Sociology of Anti-Pseudoscience

A subfield that studies the anti‑pseudoscience movement as a social actor—its history, strategies, institutional bases, and effects. It examines how the category “pseudoscience” is used to draw boundaries between legitimate and illegitimate science, how anti‑pseudoscience campaigns are organized, and how they intersect with professional interests (e.g., medicine vs. alternative medicine). The sociology of anti‑pseudoscience also analyzes the unintended consequences of these campaigns, such as the stigmatization of minority healing traditions or the reinforcement of scientism. It takes a critical but empirically grounded look at the social dynamics of demarcation.
Sociology of Anti-Pseudoscience Example: “His sociology of anti‑pseudoscience work traced how the campaign against homeopathy in the UK was driven not only by evidence concerns but by the professional interests of medical doctors seeking to limit competition—a social, not just scientific, struggle.”

Sociology of Logic

A subfield that studies logic as a social practice—how logical systems are developed, taught, and used within communities, and how logical authority is established and contested. The sociology of logic examines why certain logics become dominant, how logical training functions as gatekeeping, how logical controversies (e.g., over paraconsistency or intuitionism) reflect social as well as technical disagreements, and how logic is used in professional boundary‑work. It challenges the image of logic as a purely formal, ahistorical discipline, revealing its embeddedness in social institutions and power relations.
Example: “His sociology of logic research traced how the rise of analytic philosophy in the 20th century was not just an intellectual shift but an institutional one—new journals, new hiring practices, and new networks that excluded non‑classical logics and their proponents.”

Sociology of Analytic Philosophy

A subfield of the social sciences of analytic philosophy that focuses specifically on the sociological dynamics within analytic philosophy communities. It examines how analytic philosophers are trained, how they network, how they establish and challenge orthodoxy, and how their social positions (class, gender, race, institution) influence their work. The sociology of analytic philosophy also studies how schools of thought (logical positivism, ordinary language philosophy, etc.) rise and fall through social mechanisms—not just intellectual arguments. It treats analytic philosophy as a human institution, not a timeless realm of pure reason.
Example: “The sociology of analytic philosophy revealed that the dominance of formal logic in mid‑century American departments was less about its philosophical superiority and more about Cold War funding, network ties to elite universities, and the post‑war prestige of ‘scientific’ methods.”

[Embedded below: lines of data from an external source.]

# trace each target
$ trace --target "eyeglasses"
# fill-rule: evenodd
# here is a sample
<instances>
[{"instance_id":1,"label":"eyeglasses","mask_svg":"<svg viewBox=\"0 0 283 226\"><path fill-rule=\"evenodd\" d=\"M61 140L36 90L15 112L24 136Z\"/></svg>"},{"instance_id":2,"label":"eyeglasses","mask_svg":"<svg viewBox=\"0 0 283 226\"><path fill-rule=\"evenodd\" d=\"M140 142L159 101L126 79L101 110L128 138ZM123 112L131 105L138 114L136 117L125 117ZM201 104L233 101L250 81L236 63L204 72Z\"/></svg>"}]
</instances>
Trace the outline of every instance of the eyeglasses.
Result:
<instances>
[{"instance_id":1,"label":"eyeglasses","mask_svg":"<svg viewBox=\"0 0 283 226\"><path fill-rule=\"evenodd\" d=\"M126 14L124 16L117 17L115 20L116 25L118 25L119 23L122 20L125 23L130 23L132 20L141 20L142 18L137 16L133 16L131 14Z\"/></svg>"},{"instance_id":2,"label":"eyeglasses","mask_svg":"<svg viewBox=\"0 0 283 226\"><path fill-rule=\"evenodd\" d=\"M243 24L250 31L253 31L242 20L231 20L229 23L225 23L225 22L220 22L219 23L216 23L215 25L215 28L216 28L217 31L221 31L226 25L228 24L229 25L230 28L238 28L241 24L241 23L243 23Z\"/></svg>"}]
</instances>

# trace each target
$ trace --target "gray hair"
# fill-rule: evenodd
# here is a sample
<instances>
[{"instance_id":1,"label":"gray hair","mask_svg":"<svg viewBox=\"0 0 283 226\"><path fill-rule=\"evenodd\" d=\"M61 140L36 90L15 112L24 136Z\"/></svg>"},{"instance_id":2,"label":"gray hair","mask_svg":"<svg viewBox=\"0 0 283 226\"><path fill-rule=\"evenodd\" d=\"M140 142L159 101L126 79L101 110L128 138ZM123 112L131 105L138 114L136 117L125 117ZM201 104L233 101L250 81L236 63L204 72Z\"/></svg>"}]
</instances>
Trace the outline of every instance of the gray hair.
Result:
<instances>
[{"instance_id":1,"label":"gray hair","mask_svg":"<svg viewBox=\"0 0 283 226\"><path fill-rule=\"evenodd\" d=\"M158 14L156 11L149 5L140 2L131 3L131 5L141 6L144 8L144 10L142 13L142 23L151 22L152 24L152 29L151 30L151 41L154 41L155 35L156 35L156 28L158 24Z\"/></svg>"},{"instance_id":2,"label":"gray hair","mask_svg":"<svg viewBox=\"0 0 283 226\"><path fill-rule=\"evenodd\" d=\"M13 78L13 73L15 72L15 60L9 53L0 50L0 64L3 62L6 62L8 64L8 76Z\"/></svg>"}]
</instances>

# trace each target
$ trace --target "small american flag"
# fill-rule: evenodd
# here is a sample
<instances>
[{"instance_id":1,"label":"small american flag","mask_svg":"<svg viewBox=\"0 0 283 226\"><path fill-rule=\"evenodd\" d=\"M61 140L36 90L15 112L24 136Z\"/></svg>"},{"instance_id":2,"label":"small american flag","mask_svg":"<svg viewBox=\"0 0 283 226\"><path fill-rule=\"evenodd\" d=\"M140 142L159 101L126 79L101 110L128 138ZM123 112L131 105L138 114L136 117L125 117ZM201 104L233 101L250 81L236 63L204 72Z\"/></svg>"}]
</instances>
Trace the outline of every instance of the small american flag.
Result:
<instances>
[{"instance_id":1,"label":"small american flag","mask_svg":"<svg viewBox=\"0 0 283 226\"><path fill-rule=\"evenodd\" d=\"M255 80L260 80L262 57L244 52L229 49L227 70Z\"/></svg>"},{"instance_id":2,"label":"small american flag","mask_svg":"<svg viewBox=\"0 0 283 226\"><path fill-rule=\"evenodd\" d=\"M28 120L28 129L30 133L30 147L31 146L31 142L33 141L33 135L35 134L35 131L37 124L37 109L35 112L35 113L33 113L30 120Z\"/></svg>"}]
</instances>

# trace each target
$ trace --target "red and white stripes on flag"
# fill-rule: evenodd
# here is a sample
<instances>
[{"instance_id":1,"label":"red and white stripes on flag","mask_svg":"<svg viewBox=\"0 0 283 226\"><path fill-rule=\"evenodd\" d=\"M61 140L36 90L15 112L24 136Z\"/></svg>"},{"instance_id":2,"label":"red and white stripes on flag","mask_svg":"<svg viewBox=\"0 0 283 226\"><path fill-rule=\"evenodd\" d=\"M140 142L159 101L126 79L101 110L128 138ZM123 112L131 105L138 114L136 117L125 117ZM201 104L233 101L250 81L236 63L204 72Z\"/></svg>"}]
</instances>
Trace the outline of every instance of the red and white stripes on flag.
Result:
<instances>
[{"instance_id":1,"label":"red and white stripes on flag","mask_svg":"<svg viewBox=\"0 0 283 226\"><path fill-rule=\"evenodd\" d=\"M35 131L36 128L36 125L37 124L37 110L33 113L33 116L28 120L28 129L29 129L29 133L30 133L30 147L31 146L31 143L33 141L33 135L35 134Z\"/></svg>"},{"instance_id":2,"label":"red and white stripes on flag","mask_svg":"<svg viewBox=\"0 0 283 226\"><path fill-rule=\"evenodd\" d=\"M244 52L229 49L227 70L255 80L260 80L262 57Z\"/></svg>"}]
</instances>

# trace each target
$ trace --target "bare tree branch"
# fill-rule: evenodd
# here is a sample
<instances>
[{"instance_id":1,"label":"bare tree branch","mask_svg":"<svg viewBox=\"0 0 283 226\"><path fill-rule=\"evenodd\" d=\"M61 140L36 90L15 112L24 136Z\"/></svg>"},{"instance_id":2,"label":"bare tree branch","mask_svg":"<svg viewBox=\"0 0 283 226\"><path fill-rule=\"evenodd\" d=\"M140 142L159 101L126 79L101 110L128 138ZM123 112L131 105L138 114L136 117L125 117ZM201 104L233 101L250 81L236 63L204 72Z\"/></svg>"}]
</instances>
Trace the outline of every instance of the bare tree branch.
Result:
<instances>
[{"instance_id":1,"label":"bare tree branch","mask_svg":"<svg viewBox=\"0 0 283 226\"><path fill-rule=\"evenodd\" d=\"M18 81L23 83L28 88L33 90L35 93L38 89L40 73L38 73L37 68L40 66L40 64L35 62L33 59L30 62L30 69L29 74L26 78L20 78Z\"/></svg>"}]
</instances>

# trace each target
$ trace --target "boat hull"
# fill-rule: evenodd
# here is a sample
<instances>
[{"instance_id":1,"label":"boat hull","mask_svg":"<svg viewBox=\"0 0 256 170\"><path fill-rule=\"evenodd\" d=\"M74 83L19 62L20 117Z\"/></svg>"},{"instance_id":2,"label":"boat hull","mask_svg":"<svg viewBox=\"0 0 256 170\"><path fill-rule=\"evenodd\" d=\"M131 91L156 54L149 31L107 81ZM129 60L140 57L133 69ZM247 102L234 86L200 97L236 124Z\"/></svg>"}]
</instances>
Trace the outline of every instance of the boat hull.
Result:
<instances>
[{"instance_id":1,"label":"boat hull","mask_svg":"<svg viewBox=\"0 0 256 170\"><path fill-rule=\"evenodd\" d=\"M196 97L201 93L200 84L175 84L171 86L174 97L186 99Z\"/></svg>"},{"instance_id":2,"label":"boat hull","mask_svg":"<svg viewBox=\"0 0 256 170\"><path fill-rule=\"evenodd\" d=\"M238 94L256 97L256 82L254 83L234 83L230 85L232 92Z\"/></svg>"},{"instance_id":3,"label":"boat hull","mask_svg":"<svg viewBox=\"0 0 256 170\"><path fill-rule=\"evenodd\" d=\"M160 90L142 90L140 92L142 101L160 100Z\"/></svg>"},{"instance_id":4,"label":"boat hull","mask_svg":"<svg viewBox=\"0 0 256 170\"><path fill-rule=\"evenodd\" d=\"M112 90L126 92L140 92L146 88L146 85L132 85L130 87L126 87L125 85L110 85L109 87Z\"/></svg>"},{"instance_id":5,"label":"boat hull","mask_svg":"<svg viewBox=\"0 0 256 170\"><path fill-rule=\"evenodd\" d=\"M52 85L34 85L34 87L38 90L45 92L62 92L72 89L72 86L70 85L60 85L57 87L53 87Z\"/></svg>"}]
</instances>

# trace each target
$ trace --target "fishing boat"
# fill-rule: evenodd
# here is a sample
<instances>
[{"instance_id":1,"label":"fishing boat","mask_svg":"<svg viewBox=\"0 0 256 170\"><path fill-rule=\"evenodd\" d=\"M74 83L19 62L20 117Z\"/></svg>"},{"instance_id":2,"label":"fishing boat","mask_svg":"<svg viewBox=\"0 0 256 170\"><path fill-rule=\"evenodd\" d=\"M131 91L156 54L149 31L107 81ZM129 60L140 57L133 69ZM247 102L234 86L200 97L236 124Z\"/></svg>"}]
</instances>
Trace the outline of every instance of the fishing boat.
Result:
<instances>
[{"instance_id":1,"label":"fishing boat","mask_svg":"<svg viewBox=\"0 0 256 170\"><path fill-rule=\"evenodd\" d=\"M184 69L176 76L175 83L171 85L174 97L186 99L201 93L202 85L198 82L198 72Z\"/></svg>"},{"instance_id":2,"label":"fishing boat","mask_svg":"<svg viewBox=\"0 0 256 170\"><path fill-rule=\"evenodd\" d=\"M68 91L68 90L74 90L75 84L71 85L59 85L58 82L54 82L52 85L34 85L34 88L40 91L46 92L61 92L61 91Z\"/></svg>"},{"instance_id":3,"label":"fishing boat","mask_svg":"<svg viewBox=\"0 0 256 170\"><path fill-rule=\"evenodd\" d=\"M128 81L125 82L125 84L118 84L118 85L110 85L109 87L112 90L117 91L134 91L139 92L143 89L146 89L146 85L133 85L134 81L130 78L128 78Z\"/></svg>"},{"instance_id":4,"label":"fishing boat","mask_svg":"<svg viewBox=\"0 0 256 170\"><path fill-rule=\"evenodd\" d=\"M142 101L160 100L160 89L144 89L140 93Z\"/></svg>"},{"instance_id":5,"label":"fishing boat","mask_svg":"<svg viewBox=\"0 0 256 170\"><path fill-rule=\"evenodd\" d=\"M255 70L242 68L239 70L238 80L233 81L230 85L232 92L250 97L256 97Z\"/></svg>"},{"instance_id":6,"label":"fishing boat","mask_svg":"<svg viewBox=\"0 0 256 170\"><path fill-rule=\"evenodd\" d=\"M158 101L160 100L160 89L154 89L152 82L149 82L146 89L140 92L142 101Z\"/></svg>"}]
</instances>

Sociology of the Scientific Method

A subfield of sociology that examines how the scientific method is actually practiced, taught, and enforced in real scientific communities, rather than how it is described in textbooks. It studies how scientists learn methodology through apprenticeship, how methodological disputes are resolved (or not), how “good method” is socially negotiated, and how the method varies across disciplines, cultures, and historical periods. It reveals that the scientific method is not a fixed, universal recipe but a flexible set of practices that are socially reproduced, contested, and transformed. This perspective demystifies science without denying its successes.
Example: “The sociology of the scientific method showed that the ‘hypothesis‑driven’ ideal was often backfilled after serendipitous discoveries—the method was a narrative, not a recipe.”